Cứ cười và vẫy tay (Just Smile and Wave) (2017)
Mixed media, with collage using beauty, sport, news, and Asian American magazines, as well as childhood photos.
30 x 60 in.
Back in Vietnam, I never smiled and waved; I nodded and shook hands.
In this work, I examine a greeting gesture that I have adopted and habituated in my interactions with Americans as an immigrant. This gesture is one of my attempts to assimilate with the American identity. It is at once a symbol of how I overcame social anxieties associated with the immigrant experience to participate in society, and an exacerbator of my double consciousness. With each performance, I question my sense of belonging– whether I am being myself, or just performing the gesture to hide my foreignness, look welcoming, and fit in; I become self-conscious about the authenticity of my identity, and wonder if people believed my performance.
Using magazine and photo collage, I reveal and confront the causes of why immigrants’, struggle to feel whole, which range from racial discrimination, to internalized racism produced by the white gaze, to the desire to belong, to the fear of losing our roots.
The work is part of my in progress portrait series called “Greeting Performances,” in which I collaborate with immigrants to examine adopted social languages.
I, and many immigrants I know, are stoic about the struggles we face internally and externally within the American landscape.

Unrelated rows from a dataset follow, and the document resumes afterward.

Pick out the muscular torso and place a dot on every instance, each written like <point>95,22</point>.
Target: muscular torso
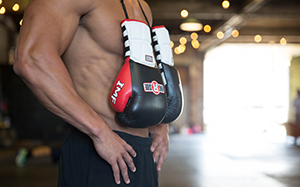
<point>96,54</point>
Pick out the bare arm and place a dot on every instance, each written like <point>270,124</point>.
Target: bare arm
<point>47,31</point>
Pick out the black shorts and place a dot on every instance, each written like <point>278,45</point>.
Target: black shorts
<point>81,166</point>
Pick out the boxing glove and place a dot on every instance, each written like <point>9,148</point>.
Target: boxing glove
<point>138,95</point>
<point>170,75</point>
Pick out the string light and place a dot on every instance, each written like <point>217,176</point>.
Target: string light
<point>184,13</point>
<point>283,41</point>
<point>195,44</point>
<point>257,38</point>
<point>172,44</point>
<point>207,28</point>
<point>2,10</point>
<point>181,48</point>
<point>225,4</point>
<point>194,36</point>
<point>183,40</point>
<point>16,7</point>
<point>220,35</point>
<point>235,33</point>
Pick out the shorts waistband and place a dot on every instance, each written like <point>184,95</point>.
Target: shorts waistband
<point>136,141</point>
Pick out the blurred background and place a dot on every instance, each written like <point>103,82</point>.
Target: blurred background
<point>239,62</point>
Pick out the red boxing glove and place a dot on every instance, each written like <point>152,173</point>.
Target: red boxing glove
<point>138,94</point>
<point>170,75</point>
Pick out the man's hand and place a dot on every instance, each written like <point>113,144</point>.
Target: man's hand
<point>117,153</point>
<point>160,144</point>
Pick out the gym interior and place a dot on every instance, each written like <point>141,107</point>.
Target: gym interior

We either chose not to talk about, or are forced to stay silent about, how out of place we feel in America. We stay silent because America made fun of our accent and body. We stay silent because we were told to fit in instead of speak out.We stay silent so to not “hurt” the feelings of mainstream America. We stay silent because we were told that we should be thankful to be here– that this is the price we paid to be here.
In this work, I confront and speak out about the feelings I’ve held in and hidden behind my stoic demeanor (in the form of a gesture). I use painting and collage as a comfortable and visually attractive vehicle to present my thoughts. I reveal the forces that makes me feel uncomfortable in my own skin.